Le sacré, c’est du théâtre
Alors quid ? Quel est le fond d’Habemus Papam ? Aux premiers abords, il s’agit simplement de la crise existentielle d’un homme appelé aux plus hautes fonctions spirituelles. Mais entre les lignes, il s’agit d’une réflexion sur la mise en scène du pouvoir. Les robes des religieux, le protocole, la magnificence des lieux et surtout, l’emballement des médias et de la foule des fidèles sont autant d’éléments qui soulignent que l’élection d’un Pape est un spectacle, agencé autour d’un balcon à rideau rouge et où une fumée blanche fait office des trois coups.

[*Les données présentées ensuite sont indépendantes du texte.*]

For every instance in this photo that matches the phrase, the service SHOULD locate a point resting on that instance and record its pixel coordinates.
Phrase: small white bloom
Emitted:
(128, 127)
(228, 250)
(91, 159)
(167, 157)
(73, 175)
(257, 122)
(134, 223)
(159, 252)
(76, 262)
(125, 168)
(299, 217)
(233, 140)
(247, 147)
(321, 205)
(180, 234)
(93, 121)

Face à cette mise en scène, le cardinal Melville est mal à l’aise : elle n’est pas faite pour lui. Pourtant, on apprendra que le vieil homme a toujours rêvé d’être acteur. Mais il a renoncé, il était trop mauvais. Lors de son errance, qui le mène au théâtre, il rencontrera un acteur frappé de folie et qui radote le texte qu’il a appris par cœur. Finalement, c’est à cette situation que le cardinal renonce : il n’est pas fait pour le rôle et il a le courage de le confesser.

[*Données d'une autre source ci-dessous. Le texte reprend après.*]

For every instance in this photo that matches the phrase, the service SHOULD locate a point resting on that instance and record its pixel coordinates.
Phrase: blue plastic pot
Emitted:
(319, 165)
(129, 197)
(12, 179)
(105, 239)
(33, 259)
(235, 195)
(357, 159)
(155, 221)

C’est en réduisant l’ensemble de la machine papale à un simulacre bien rôdé que Nani Moretti déploie subtilement, voire prudemment, sa lecture athée de l’Eglise. Comme au théâtre et comme dans les rituels, y compris sportifs, la feintise fonde une vérité qui n’existe pas en dehors d’elle-même, sinon pour ceux qui s’y laissent prendre. Tout n’est qu’apparence. Aucune transcendance ne justifie ou inspire les prêtres. Le sacré ne serait finalement qu’un habit – ou une vareuse – et il ne fait pas le moine. Si ce discours frustre certains critiques catholiques, qui estiment (forcément) qu’on est passé à côté du sujet de la foi, il est en revanche tout à fait cohérent avec les thèmes récurrents du réalisateur.
A l’exception de la dimension autobiographique (finalement le personnage de Moretti est au second plan), on retrouve la mise en récit d’un individu face à son monde. Si Habemus Papam a une apparence singulière dans la filmographie de Moretti, c’est peut-être, à nouveau, une affaire de simulacre. La stature du personnage principal, l’auguste des lieux, l’importance de l’évènement et même l’aura de Michel Piccoli contribuent à donner une apparence – un tantinet poussive – qui trouble les habitués du réalisateur italien.
Daniel Bonvoisin
Septembre 2011
[1] Notamment lors d’une polémique télévisée qui l’opposa en 1977 à Mario Monicelli, figure classique de la comédie à l’italienne.
[2] Caïman, sorti en 2006, lors des législatives, est certainement son œuvre la plus engagée puisqu’elle porte explicitement sur la personnalité de Berlusconi, encore qu’il s’agisse plutôt d’un pamphlet sur le cinéma et l’état de la société italienne que sur la politique du « Cavaliere ».